Sur le portail du gouvernement du Québec, on présente les commissions d'enquête comme des institutions chargées d'enquêter sur «les affaires publiques» qui sont régies par la Loi sur les commissions d'enquêtes. Toute autre commission n'en est pas une vraie, c'est autre chose, soit un organisme d'enquête sans pouvoir de contrainte et n'offrant aux témoins aucune protection et ne comportant pas pour les commissaires l'immunité prévu à l'art 16 de la dite loi. Néanmoins, le décret 1029 -211 permettra à la commission de faire un certain travail même si le mandat est considérable: 15 ans de contrats publics impliquant quelques milliers d'organismes publics pour des sommes de plusieurs milliards.  Même s'il est question de corruption et d'infiltration par le crime organisé, l'objectif ne peur être la chasse aux criminels, ce qui serait inconstitutionnel comme empiètement sur la justice criminelle, de compétence fédérale.
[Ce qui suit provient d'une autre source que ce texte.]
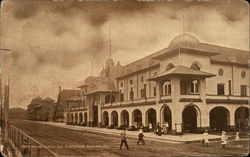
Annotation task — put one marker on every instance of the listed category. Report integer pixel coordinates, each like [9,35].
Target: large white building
[191,85]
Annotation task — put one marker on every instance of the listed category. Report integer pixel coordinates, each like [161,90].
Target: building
[41,109]
[191,85]
[68,99]
[31,107]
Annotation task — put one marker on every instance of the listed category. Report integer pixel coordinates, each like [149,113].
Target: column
[110,119]
[130,118]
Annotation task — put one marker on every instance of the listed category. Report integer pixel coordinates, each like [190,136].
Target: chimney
[60,89]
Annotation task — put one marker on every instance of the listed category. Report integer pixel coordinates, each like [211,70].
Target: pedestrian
[166,128]
[205,140]
[140,137]
[223,140]
[123,139]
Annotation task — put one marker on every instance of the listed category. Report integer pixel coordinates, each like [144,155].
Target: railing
[26,145]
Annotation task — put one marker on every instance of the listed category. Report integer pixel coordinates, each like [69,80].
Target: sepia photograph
[116,78]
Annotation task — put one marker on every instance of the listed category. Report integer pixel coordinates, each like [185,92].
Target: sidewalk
[186,138]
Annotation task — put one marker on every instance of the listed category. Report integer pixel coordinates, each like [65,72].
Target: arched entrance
[80,118]
[190,118]
[166,117]
[114,118]
[151,117]
[125,118]
[76,118]
[105,118]
[219,119]
[137,116]
[85,117]
[242,119]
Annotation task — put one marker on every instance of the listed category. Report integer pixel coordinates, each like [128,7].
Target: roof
[187,41]
[69,94]
[182,70]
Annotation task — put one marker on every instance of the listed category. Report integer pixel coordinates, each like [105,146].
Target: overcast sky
[61,43]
D'ailleurs parallèlement, les enquêtes policières se poursuivent de même que celles du commissaire à la lutte contre la corruption. Ce dernier bénéficie d'ailleurs d'immunités de poursuites de mêmes que les dénonciateurs d'actes répréhensibles. Ne pouvant procéder  par contrainte, la commissaire lancera des invitations et les témoins ne seront que des dénonciateurs,  à moins qu'ils se confessent volontairement! Il n'est pas dit dans le décret qu'elle pourra assermenter ces personnes. Que les témoins ne bénéficient  pas de l'immunité  prévue à l'art. 11 de la loi,  au regard de poursuites criminelles, cela peut se comprendre, mais il me semble qu'ils devraient bénéficier de l'immunité à l'égard de poursuites civiles, tout comme la commissaire elle-même. À moins que tout se fasse à huis clos, toute dénonciation ou révélation risque d'affecter des réputations, de causer des dommages. Les dénonciateurs sont  mieux protégés par la Loi sur la lutte à la corruption. Au regard de cette dernière loi, plusieurs peuvent se demander ce que vient faire ce décret 1029-2011!